Audio sources - game audio, mic (optional), browser source (optional)
Video files should be using modern technologies( containers, codecs, etc) for archival & editing purposes up to two - five years.
I guess this is gonna be lossy audio encoding + constant or variable video bitrate.
GPU-accelerated encoder or CPU if taking into account above ? If you have done testing please share, I'll report what I selected later in this thread.
Still image would be thing nice to have but not that important.


Seconded. If you are planning to record audio-only for a still-image, record using Audacity and then use an editor like DaVinci Resolve to add the still image, allowing an extremely low video bitrate while maintaining high audio bitrate for optimal listening.

OBS is a great tool, but it is primarily a livestreaming tool, for sending audio and video.
When not doing that, other tools can be better for purpose, even though many have been using it for many other applications.


I see. Thanks but I would rather stick with OBS Studio or even OBS Studio Music Edition

by @pkv for my use case, also as far as I aware Audacity doesn't come with native built-in Single Process Audio Capture on Windows, second they had ownership change and Privacy Policy scandal somewhere year ago.

Please do not gatekeep OBS Studio as only live streaming tool, it's advertises as "Free and open source software for video recording and live streaming." Recording, advanced recording output, and changing settings to optimized for audio rich, video quality poor are included in "Supported" range of this program.
 

koala

Active Member
So your product will be gaming video with (optionally postprocessed) voice chat added. In this case, regular video recording best practice applies. I thought you intended to create music or produce some sophisticated music podcast with studio quality, but voice doesn't require that much effort. If it comes to voice chat, as important as encoding quality is the quality of the recording equipment. No 15 € mic or builtin laptop mic, no background noise, no noise generated by the mic. Noise added at recording time cannot be removed afterwards. If you up the audio bitrate to 320, you can as well just use the standard AAC for voice. This gives plenty of headroom for audio postprocessing. You might consider recording to multiple audio tracks in advanced output mode and mix them in postprocessing, for example different tracks for game audio, mic audio, voip audio.

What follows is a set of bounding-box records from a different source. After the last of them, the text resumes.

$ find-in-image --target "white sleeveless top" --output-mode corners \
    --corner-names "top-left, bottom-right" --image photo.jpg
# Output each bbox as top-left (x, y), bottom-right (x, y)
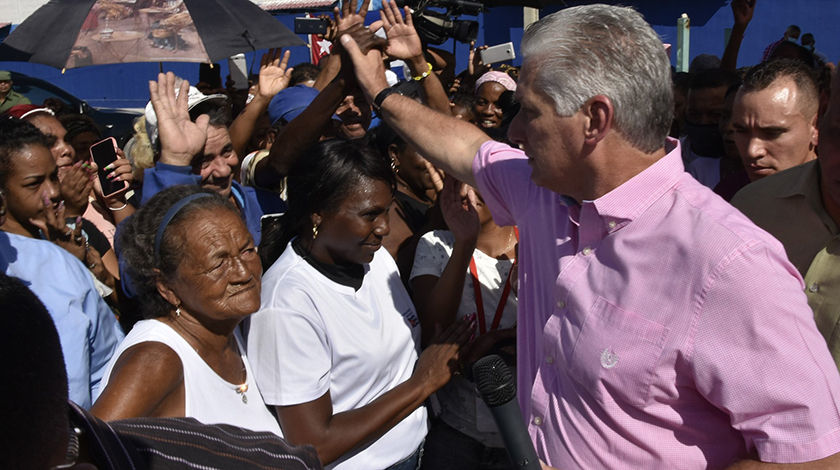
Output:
top-left (100, 320), bottom-right (283, 437)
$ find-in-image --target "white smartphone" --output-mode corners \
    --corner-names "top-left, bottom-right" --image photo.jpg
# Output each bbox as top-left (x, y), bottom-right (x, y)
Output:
top-left (228, 54), bottom-right (248, 90)
top-left (481, 42), bottom-right (516, 64)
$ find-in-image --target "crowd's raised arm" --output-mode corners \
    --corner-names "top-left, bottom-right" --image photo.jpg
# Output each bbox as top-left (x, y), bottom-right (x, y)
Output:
top-left (0, 0), bottom-right (840, 470)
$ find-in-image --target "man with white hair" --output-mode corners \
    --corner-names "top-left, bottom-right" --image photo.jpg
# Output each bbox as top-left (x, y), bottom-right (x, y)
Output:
top-left (342, 1), bottom-right (840, 469)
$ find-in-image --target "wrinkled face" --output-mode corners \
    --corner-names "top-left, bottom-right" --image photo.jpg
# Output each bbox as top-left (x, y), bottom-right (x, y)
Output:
top-left (335, 90), bottom-right (373, 139)
top-left (3, 141), bottom-right (61, 232)
top-left (168, 209), bottom-right (262, 321)
top-left (70, 132), bottom-right (102, 160)
top-left (685, 86), bottom-right (727, 125)
top-left (732, 78), bottom-right (817, 181)
top-left (311, 178), bottom-right (393, 264)
top-left (26, 113), bottom-right (76, 168)
top-left (473, 82), bottom-right (506, 129)
top-left (193, 126), bottom-right (239, 197)
top-left (508, 62), bottom-right (584, 197)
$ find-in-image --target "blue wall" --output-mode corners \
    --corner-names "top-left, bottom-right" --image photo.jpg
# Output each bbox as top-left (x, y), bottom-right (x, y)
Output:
top-left (0, 0), bottom-right (840, 108)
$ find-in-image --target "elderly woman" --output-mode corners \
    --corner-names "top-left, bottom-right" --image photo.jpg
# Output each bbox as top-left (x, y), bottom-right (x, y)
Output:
top-left (248, 140), bottom-right (472, 469)
top-left (91, 186), bottom-right (280, 435)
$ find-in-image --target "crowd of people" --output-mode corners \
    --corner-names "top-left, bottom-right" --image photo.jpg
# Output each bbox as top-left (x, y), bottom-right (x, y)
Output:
top-left (0, 0), bottom-right (840, 470)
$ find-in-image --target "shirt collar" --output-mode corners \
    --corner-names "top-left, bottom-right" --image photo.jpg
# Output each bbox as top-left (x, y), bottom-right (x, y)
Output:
top-left (592, 137), bottom-right (685, 230)
top-left (778, 160), bottom-right (822, 200)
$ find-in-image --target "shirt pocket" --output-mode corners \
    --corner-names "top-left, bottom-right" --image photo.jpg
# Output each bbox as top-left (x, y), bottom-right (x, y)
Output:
top-left (569, 297), bottom-right (669, 407)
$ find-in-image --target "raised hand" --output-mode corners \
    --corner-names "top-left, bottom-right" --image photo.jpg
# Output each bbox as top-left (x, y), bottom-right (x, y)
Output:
top-left (29, 191), bottom-right (87, 261)
top-left (379, 0), bottom-right (426, 63)
top-left (58, 161), bottom-right (96, 217)
top-left (412, 318), bottom-right (475, 392)
top-left (440, 176), bottom-right (481, 244)
top-left (149, 72), bottom-right (210, 166)
top-left (259, 48), bottom-right (294, 99)
top-left (339, 29), bottom-right (389, 103)
top-left (731, 0), bottom-right (756, 27)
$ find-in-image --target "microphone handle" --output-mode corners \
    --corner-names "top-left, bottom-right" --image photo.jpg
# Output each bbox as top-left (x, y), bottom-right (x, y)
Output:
top-left (488, 398), bottom-right (542, 470)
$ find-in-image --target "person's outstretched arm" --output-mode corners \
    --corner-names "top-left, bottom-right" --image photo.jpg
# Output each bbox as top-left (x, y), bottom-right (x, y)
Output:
top-left (341, 31), bottom-right (490, 186)
top-left (720, 0), bottom-right (755, 72)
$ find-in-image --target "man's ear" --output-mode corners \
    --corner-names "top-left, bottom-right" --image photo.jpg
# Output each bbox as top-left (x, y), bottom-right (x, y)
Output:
top-left (581, 95), bottom-right (615, 145)
top-left (153, 268), bottom-right (181, 307)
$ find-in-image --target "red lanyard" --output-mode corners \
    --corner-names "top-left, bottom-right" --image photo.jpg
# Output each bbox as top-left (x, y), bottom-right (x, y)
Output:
top-left (470, 228), bottom-right (519, 335)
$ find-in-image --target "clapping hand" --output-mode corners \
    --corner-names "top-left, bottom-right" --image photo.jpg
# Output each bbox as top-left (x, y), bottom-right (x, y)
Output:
top-left (149, 72), bottom-right (210, 166)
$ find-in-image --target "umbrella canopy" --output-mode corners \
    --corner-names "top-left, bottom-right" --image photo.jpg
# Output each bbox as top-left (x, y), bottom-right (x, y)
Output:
top-left (0, 0), bottom-right (305, 69)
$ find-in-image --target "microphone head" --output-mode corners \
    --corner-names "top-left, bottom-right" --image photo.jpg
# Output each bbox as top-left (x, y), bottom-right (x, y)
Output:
top-left (473, 354), bottom-right (516, 406)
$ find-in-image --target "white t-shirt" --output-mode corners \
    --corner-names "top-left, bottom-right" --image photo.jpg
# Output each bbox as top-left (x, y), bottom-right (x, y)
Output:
top-left (411, 230), bottom-right (518, 447)
top-left (248, 243), bottom-right (428, 469)
top-left (101, 320), bottom-right (283, 437)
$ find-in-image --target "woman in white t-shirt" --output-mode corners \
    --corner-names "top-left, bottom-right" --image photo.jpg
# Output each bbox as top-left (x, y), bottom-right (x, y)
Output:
top-left (248, 140), bottom-right (472, 469)
top-left (411, 177), bottom-right (519, 470)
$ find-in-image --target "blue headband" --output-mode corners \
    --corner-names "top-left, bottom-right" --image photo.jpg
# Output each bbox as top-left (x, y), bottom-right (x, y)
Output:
top-left (155, 193), bottom-right (212, 258)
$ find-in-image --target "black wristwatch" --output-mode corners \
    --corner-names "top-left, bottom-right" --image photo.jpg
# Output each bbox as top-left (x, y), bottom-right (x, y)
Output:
top-left (373, 88), bottom-right (402, 113)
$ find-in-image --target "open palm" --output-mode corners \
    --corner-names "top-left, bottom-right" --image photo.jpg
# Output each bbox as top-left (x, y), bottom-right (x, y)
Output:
top-left (149, 72), bottom-right (210, 166)
top-left (380, 0), bottom-right (423, 60)
top-left (259, 48), bottom-right (294, 98)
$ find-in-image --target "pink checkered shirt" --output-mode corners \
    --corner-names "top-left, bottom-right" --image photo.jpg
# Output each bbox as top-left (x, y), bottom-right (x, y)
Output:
top-left (473, 141), bottom-right (840, 470)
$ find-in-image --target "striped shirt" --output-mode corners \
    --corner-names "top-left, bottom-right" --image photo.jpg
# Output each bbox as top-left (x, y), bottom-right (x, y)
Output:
top-left (68, 402), bottom-right (323, 470)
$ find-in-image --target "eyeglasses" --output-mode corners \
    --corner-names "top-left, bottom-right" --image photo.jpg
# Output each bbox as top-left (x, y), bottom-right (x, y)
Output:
top-left (50, 424), bottom-right (82, 470)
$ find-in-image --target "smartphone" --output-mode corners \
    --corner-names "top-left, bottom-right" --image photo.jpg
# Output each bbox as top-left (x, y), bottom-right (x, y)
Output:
top-left (90, 137), bottom-right (128, 197)
top-left (295, 18), bottom-right (330, 34)
top-left (481, 42), bottom-right (516, 64)
top-left (228, 54), bottom-right (249, 90)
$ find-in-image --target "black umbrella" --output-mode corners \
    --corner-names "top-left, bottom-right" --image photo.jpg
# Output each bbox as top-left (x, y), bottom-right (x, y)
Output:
top-left (0, 0), bottom-right (305, 69)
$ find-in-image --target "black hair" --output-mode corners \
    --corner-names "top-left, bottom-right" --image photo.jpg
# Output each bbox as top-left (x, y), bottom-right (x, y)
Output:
top-left (289, 62), bottom-right (321, 87)
top-left (365, 121), bottom-right (405, 158)
top-left (741, 57), bottom-right (820, 115)
top-left (0, 116), bottom-right (52, 188)
top-left (0, 273), bottom-right (69, 470)
top-left (449, 91), bottom-right (475, 112)
top-left (116, 185), bottom-right (241, 318)
top-left (767, 41), bottom-right (817, 68)
top-left (688, 69), bottom-right (741, 90)
top-left (58, 114), bottom-right (102, 142)
top-left (259, 139), bottom-right (397, 270)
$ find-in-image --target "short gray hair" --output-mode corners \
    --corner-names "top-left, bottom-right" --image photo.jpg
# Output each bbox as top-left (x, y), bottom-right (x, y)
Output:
top-left (522, 4), bottom-right (674, 153)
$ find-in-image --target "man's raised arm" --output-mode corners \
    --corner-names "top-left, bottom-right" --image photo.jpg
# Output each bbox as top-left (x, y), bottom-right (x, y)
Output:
top-left (341, 31), bottom-right (490, 185)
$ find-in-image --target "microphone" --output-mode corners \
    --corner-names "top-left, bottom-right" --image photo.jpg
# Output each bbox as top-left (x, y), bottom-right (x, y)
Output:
top-left (473, 354), bottom-right (541, 470)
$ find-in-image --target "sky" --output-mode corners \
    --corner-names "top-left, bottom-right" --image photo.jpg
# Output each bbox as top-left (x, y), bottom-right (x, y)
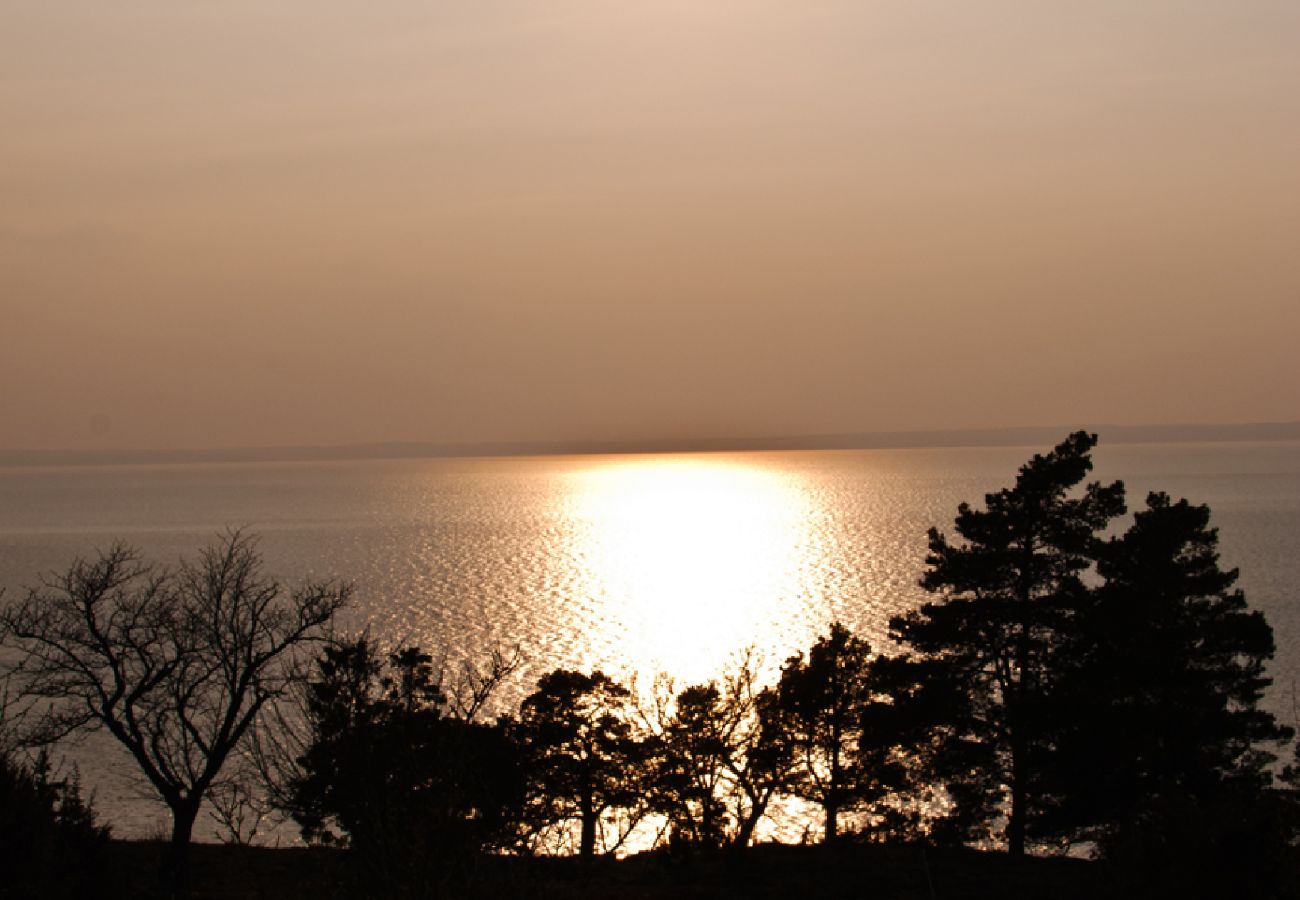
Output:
top-left (0, 0), bottom-right (1300, 449)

If it comes to audio bitrate, keep in mind there is a hidden connection between streaming and recording settings. In advanced output mode, there is one audio track for streaming (even if you're not streaming) and multiple audio tracks for recording. If you choose to record the audio track that's also activated for streaming, its bitrate might be restricted to streaming (usually 160), no matter what bitrate you configure in settings->output->audio. Choose a not recorded track in the streaming settings in this case.